The parents I know with young kids are pretty careful about parental controls on apps like Roblox, but kids being kids, as they grow older they will figure out ways around them - or their friends will. That's why any real solution has to be applied at the source. Kudos to the AGs for speaking out. Their letter lays the groundwork for future legal action. Via Gizmodo:
In a letter dated December 9, and made public on December 10 according to Reuters, dozens of state and territorial attorneys general from all over the U.S. warned Big Tech that it needs to do a better job protecting people, especially kids, from what it called “sycophantic and delusional” AI outputs. Recipients include OpenAI, Microsoft, Anthropic, Apple, Replika, and many others.
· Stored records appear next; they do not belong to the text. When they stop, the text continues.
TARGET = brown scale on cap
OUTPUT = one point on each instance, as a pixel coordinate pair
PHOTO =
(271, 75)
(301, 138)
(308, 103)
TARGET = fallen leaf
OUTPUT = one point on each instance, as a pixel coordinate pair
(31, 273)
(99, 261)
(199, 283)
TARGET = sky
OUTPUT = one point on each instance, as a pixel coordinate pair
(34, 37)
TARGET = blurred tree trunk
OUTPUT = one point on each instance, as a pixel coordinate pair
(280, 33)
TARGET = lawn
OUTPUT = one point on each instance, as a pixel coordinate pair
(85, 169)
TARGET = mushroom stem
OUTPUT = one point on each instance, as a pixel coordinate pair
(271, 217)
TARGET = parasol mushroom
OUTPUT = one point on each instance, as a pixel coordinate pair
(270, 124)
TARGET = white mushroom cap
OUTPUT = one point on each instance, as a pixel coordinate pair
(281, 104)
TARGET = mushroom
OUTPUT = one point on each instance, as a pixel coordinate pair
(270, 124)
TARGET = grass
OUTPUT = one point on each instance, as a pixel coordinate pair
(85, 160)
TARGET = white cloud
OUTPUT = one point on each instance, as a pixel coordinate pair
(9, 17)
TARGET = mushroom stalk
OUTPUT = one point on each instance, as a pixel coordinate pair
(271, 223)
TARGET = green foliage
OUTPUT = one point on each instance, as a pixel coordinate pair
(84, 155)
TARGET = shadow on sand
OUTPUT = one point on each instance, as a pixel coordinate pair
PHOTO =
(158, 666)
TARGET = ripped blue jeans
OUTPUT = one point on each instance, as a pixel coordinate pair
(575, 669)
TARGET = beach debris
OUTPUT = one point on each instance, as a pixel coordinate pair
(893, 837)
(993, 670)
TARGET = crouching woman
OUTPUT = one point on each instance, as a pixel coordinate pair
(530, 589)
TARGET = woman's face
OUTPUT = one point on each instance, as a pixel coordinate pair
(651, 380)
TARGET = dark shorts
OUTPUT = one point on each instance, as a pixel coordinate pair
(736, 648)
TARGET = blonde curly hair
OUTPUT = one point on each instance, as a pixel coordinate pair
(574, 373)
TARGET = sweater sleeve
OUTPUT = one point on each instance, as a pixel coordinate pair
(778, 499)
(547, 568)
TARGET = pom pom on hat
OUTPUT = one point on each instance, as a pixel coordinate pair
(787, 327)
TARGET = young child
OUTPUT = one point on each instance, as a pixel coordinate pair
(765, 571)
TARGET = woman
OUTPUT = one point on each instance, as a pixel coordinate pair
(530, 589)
Signatories include Letitia James of New York, Andrea Joy Campbell of Massachusetts, James Uthmeier of Ohio, Dave Sunday of Pennsylvania, and dozens of other state and territory AGs, representing a clear majority of the U.S., geographically speaking. Attorneys general for California and Texas are not on the list of signatories.
It begins as follows:
We, the undersigned Attorneys General, write today to communicate our serious concerns about the rise in sycophantic and delusional outputs to users emanating from the generative artificial intelligence software (“GenAI”) promoted and distributed by your companies, as well as the increasingly disturbing reports of AI interactions with children that indicate a need for much stronger child-safety and operational safeguards. Together, these threats demand immediate action.
GenAI has the potential to change how the world works in a positive way. But it also has caused—and has the potential to cause—serious harm, especially to vulnerable populations. We therefore insist you mitigate the harm caused by sycophantic and delusional outputs from your GenAI, and adopt additional safeguards to protect children. Failing to adequately implement additional safeguards may violate our respective laws.
The letter then lists disturbing and allegedly harmful behaviors, most of which have already been heavily publicized. There is also a list of parental complaints that have also been publicly reported, but are less familiar and pretty eyebrow-raising.